Sometimes doctors are unable or unwilling to take on the responsibility of being a child’s care team leader. In this case a parent or guardian is best suited to fill the role. Even if a doctor does assume the lead, the parent or guardian should maintain care plan documentation and save important documentation related to the child’s care. These documents can then be easily reviewed by others considering the child’s care.
Medical records are essential to the care plan and coordinating the care team. Parents can request copies of their child’s medical records. Occasionally, parents may be asked to pay a fee to obtain the records, but if this cannot be afforded, doctors or hospital staff may have ways of assisting.
Step 11: Care Plan Creation
A care plan tracks a child’s treatment, including tests, diagnosis, and treatments received. This allows parents to share information between members of the care team. The care plan is a diary of events, a scrapbook of medical records, a game plan for future treatment goals, and a collection of test results. It is a history of the child’s care and progress.

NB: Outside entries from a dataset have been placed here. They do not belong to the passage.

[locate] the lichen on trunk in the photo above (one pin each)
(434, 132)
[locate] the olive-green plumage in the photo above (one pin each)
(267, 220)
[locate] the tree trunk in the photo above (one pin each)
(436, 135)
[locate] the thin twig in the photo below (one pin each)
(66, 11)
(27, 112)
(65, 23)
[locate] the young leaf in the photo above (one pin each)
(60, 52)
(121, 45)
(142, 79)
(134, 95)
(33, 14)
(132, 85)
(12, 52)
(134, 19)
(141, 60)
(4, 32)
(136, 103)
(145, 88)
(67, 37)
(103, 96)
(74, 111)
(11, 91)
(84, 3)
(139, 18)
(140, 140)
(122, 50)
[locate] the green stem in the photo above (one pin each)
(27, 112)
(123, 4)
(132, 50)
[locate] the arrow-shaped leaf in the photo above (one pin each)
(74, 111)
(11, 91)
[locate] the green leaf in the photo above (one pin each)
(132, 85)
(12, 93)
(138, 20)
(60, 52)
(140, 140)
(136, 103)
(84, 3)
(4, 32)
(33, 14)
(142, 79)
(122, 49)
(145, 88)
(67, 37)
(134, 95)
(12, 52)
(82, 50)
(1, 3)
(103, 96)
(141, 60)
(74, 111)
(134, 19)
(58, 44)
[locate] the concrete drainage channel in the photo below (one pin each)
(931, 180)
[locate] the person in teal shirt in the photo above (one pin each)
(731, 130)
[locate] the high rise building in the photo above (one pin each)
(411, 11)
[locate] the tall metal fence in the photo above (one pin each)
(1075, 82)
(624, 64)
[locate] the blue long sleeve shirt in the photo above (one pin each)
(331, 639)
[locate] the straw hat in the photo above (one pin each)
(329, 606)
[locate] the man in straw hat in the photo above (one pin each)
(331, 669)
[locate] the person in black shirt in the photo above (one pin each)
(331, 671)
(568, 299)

The care plan is more, though. Establishing and maintaining a care plan allows easy, efficient access to valuable information. Keeping receipts organized helps in obtaining tax benefits. Medical records and test results may be required in an application for benefits and funding. Planning treatment protocols can help parents plan for financial needs, while wills and trusts provide for future care of the child in the event the parent can no longer support the child. Maintaining insurance records helps when paying bills; organized records provide peace-of-mind. Habits lead to efficiency, and sharing thoughts, feelings and hopes can be inspiring when reviewing progress years later.
The care plan will continue to benefit the child, and those who will care for them, throughout the child’s life.
Step 12: Embracing a Life with Cerebral Palsy
Raising a child who has cerebral palsy creates fresh challenges for the whole family. Research indicates a household with a special needs child is more prone to depression, suicide, financial strain, relationship challenges, divorce, and bankruptcy. Others will boast that it can bring relationships together with purpose.
Embracing a life with cerebral palsy requires planning, organization, perspective, adaptation, and inspiration. For parents, a review of their child’s care plan provides a chronology of choices they’ve made, steps they’ve taken, learning they’ve experienced, and a glimpse at their hopes and dreams for tomorrow; a true source of pride and accomplishment. Many learn how to embrace a life with cerebral palsy somewhere inside the journey itself.